The Point of It

I could I daresay make the book richer, perhaps immeasurably so…but I am longing to put it out of reach that I may write the poetry it seems to have made possible. I can now…find the simplicity I have sought in vain. I need no longer…spend barren years, as I have done some three of four times, striving with abstractions that substituted themselves for the play I planned (W. B. Yeats, Pt. III of the Dedication to A Vision)

This is one of the hallmarks of spiritualist work. In the end, it is life affirming and brings the worker back to their life. There is less emphasis on the transformation of the life or psyche, than with the bolstering and intensification of it. The questions of power or wealth or sex or status pale in the face of discovering something of your place in life and embracing the potentialities of it fully. It is probably why spiritualism tends to thrive alongside monotheism of one stripe or another, even if the various dogmatic expressions of monotheism are rarely kind toward it: the spiritualist discovers themselves in part through an act of acceptance, of having a place in an order that is larger and strangely intentional, and God is a darn good symbol for that order.

It isn’t the only thing going on in spiritualism, but it is really important and I like seeing it raised at the very beginning of this work.
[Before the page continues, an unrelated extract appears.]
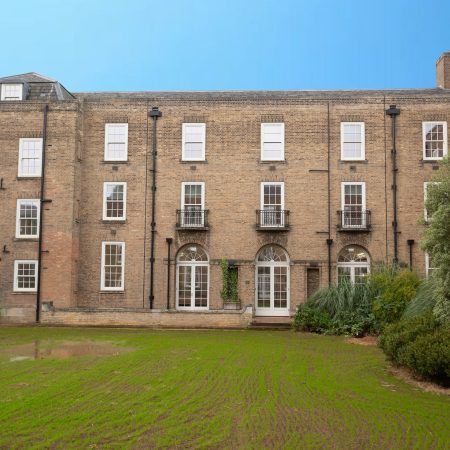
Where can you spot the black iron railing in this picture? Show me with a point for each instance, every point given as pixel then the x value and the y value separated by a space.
pixel 192 219
pixel 272 219
pixel 354 220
Done right, spiritualism brings us more fully to ourselves.

…I know that the new intensity that seems to have come into all visible and tangible things is not a reaction from that wisdom but its very self…. I murmured, as I have countless times, “I have been part of it always and there is maybe no escape, forgetting and returning life after life like an insect in the roots of the grass.” But murmured it without terror, in exultation almost. (Pt. IV of the Dedication to A Vision)

To work upon your soul because in the work you prepare yourself to play the next part in the cycle, to pass your soul onward like a seed which may yield fruit that you have yet to imagine.